Why in news ?
Ongoing WHO negotiations
- WHO members are negotiating the PABS annex before the 79th World Health Assembly (May 2026), making it the last unresolved operational pillar of the first global pandemic treaty.
- February 2026 open letters from scientists and civil society flagged weak biosecurity and diluted benefit-sharing, warning current draft may prioritise speed over safety and fairness.
Relevance
- GS II (IR): Global health governance, WHO reforms, equity in global commons.
- GS III (S&T + Health): Biosecurity, biotechnology risks.
Practice question
- COVID-19 exposed inequities in global health governance. Discuss how new pandemic agreements can address these gaps.(250 Words)
Basics and static context
What is pathogen sharing and why it exists ?
- Pathogen sharing involves countries providing virus samples and genetic sequences to global databases for surveillance, vaccine R&D and diagnostics; e.g., rapid SARS-CoV-2 sequencing in 2020 enabled mRNA vaccine design within months.
- WHO-led systems like GISRS for influenza since 1952 show pathogen sharing accelerates risk detection; seasonal flu vaccines are reformulated biannually using globally shared strains, demonstrating long-standing public-health value.
What is PABS under the Pandemic Agreement ?
- Pathogen Access and Benefit Sharing (PABS) links rapid sharing of pathogens with fair access to vaccines, drugs and diagnostics; conceptually similar to WHO’s Pandemic Influenza Preparedness (PIP) Framework.
- The Pandemic Agreement (2025) emerged after COVID-19 exposed governance gaps; despite COVAX, high-income countries pre-purchased large shares of early doses, leaving low-income countries dependent on donations and delayed supply.
Global equity dimension
COVID-era lessons
- During COVID-19, over 70% of people in low-income countries had not received a first dose by mid-2021, while many rich countries had surplus contracts, illustrating structural inequity in vaccine access.
- Countries like South Africa shared variant data (e.g., Omicron) but later faced travel bans and delayed vaccine access, creating distrust around “share-now, benefit-later” arrangements.
Biosecurity and technology risks
Misuse of genetic data
- Public genetic sequences can enable synthetic reconstruction of viruses; in 2017, researchers recreated horsepox virus, showing feasibility of synthesising large viral genomes using commercially available DNA fragments.
- Costs of DNA synthesis have fallen sharply over two decades, lowering entry barriers for advanced labs and raising dual-use concerns when oversight and identity verification are weak.
AI and synthetic biology
- AI tools can assist in protein design and sequence optimisation; while beneficial for vaccines, the same tools could hypothetically help design more transmissible or immune-evasive variants if misused.
- Experts note bio-risk now combines digital (cyber + data) and biological domains, requiring cybersecurity standards for genomic databases similar to those used in critical digital infrastructure.

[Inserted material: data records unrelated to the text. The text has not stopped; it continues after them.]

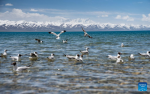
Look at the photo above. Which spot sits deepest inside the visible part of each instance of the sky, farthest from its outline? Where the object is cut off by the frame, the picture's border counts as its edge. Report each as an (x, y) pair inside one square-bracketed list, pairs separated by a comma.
[(135, 12)]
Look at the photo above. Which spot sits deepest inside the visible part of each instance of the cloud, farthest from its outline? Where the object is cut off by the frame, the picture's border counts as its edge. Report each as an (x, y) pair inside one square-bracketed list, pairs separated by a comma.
[(18, 14), (127, 18), (33, 10), (104, 15), (8, 4), (146, 18), (118, 17)]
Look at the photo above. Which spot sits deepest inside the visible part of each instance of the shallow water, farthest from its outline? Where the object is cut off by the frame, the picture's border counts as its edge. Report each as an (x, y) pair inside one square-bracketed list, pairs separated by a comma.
[(97, 74)]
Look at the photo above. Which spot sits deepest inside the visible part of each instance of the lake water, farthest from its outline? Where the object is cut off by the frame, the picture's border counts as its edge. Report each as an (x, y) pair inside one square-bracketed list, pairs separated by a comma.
[(97, 73)]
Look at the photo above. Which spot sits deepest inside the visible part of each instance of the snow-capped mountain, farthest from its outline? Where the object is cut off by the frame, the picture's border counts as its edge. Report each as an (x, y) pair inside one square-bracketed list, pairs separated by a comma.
[(70, 25)]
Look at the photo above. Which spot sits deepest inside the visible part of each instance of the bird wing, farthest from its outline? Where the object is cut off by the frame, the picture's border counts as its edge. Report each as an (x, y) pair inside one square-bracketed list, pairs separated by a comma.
[(53, 33)]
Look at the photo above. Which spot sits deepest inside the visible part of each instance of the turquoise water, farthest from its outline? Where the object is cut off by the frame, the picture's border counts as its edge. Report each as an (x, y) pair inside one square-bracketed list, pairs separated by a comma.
[(96, 74)]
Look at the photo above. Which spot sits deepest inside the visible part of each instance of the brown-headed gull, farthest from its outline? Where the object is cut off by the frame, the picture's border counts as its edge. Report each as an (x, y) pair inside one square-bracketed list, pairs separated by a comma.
[(85, 33), (33, 56), (131, 57), (65, 41), (4, 54), (51, 57), (122, 45), (119, 59), (16, 58), (16, 68), (145, 54), (80, 58), (114, 57), (71, 57), (86, 51), (39, 41)]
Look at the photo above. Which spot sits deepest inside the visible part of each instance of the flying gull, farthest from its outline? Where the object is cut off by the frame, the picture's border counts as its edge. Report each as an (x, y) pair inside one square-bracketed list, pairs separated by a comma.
[(57, 35)]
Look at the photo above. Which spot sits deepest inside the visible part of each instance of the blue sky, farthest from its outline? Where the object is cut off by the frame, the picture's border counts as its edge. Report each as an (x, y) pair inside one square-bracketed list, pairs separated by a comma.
[(101, 11)]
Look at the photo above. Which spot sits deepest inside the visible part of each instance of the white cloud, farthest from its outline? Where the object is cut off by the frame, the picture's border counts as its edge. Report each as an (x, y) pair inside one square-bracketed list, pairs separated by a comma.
[(8, 4), (33, 10), (104, 15), (118, 17), (18, 14), (124, 18), (146, 18)]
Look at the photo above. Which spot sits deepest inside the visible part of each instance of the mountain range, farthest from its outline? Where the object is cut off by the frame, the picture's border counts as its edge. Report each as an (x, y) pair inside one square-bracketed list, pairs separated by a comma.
[(69, 25)]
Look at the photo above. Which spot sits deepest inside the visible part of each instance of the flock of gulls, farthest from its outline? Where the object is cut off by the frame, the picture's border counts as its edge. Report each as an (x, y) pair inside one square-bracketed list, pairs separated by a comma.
[(77, 57)]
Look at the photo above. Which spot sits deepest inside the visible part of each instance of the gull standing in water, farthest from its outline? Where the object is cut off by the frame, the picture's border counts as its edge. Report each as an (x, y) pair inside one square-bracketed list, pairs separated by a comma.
[(119, 59), (65, 41), (4, 54), (85, 33), (16, 68), (71, 57), (33, 56), (86, 51), (114, 57), (51, 57), (57, 35), (16, 58), (39, 41), (145, 54), (131, 57), (80, 58), (122, 45)]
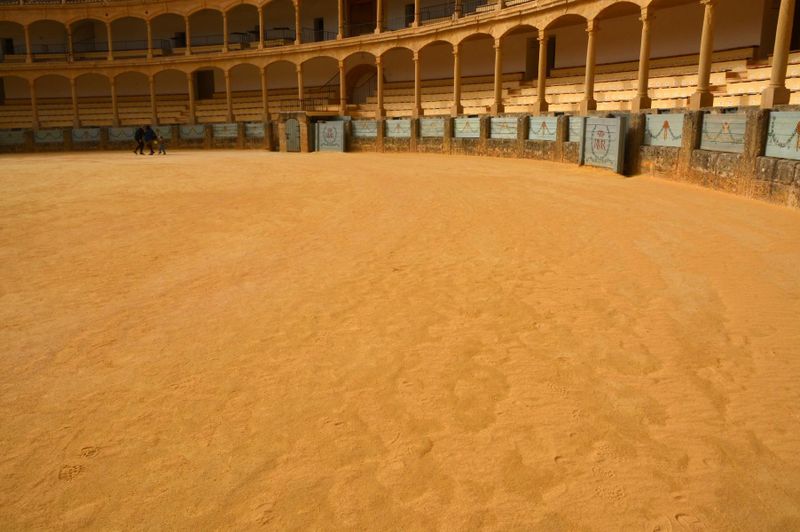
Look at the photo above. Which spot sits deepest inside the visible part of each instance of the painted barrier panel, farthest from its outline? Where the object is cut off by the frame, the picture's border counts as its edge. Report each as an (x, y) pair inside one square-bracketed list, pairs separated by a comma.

Governance and legal concerns
Accountability gaps
- Civil society letters argue draft PABS makes benefit sharing optional, allowing companies to choose contribution types; contrast this with PIP Framework where manufacturers commit specific benefit contributions.
- Lack of mandatory reporting for lab accidents or cyber breaches contrasts with biosafety norms in many countries where notifiable incidents are legally reportable to regulators.
Transparency deficits
- Critics highlight limited pre-sharing of negotiation texts and restricted civil society participation, unlike some climate negotiations where draft texts are circulated widely for stakeholder input.
Public health and development implications
Trust and cooperation
- If countries fear unfair returns, they may delay sharing samples; Indonesia in 2007 withheld H5N1 samples over vaccine access concerns, showing how equity disputes can hinder surveillance.
- Reduced sharing slows variant detection, undermining early warning systems that saved time during Ebola, Zika and COVID-19 responses.
Way forward
Stronger safeguards
- Mandate verified identities and access logs for genomic databases, similar to controlled-access clinical data repositories used for human genome research.
- Require reporting of lab incidents and risky research, aligning with Biosafety Level (BSL) norms already applied in high-containment laboratories worldwide.
Fair benefit sharing
- Create binding financial and product commitments from companies, with predefined shares for WHO stockpiles, learning from advance market commitments used in pneumococcal vaccines.
- Guarantee technology transfer and licensing during emergencies, as seen in mRNA tech-transfer hubs supported by WHO in countries like South Africa.